$10 (ACT M&G Members $5), bookings by Wed 4 Oct
Join local artist Amanda Stuart to see how water flows through the farm, and make your own model water wheel. Participants will tinker and make with ‘loose parts’ using timber, hammers and nails.
Discover how the Curley family stored water, and find out how they used the well in the early 1900s. This program engages children and their carers in the built and grassland heritage of Canberra, and is informed by the New Nature Movement. A self-guided map will direct participants through the museum’s paddocks to stimulate sight, hearing and touch in the natural environment.

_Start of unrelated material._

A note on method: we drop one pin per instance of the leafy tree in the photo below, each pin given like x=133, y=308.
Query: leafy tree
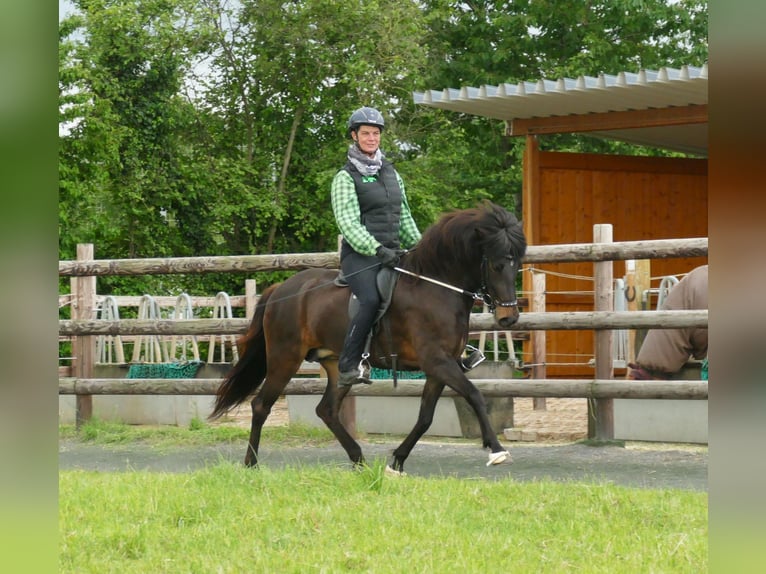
x=194, y=127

Amanda Stuart is a Canberra based visual artist. After studying land management and earth sciences at university, Amanda worked as a park ranger. She studied an Honors degree in sculpture at the ANU School of Art, and went on to complete a PhD in Visual Art, in the Sculpture Workshop. Her practice embraces drawing, object making, sculptural installation, performance interventions in environments and the photo documentation of her work in situ.
Congratulations to all who came along to our workshop! To assemble the wheels, kids carefully positioned each piece of plywood onto a pinewood baton, and hammered 2.8mm galvanised nails through pre-drilled 2.5mm holes. It was noisy and satisfying work! After adding a nail at either end of the baton, as well as colourful designs using water-proof pens, we tested how well they worked by slowly pouring a bucket of water over the wheels – and they spun beautifully!
Our self-guide map also took the groups through the heritage site to touch lichen on rocky outcrops, to listen to the birds calling across the paddocks, and to investigate the many types of scat scattered across the paddocks!
We are delighted that a number of families used their wheels after the program – one family took theirs to the Cotter Dam, and another had great fun using a very high-pressure tap.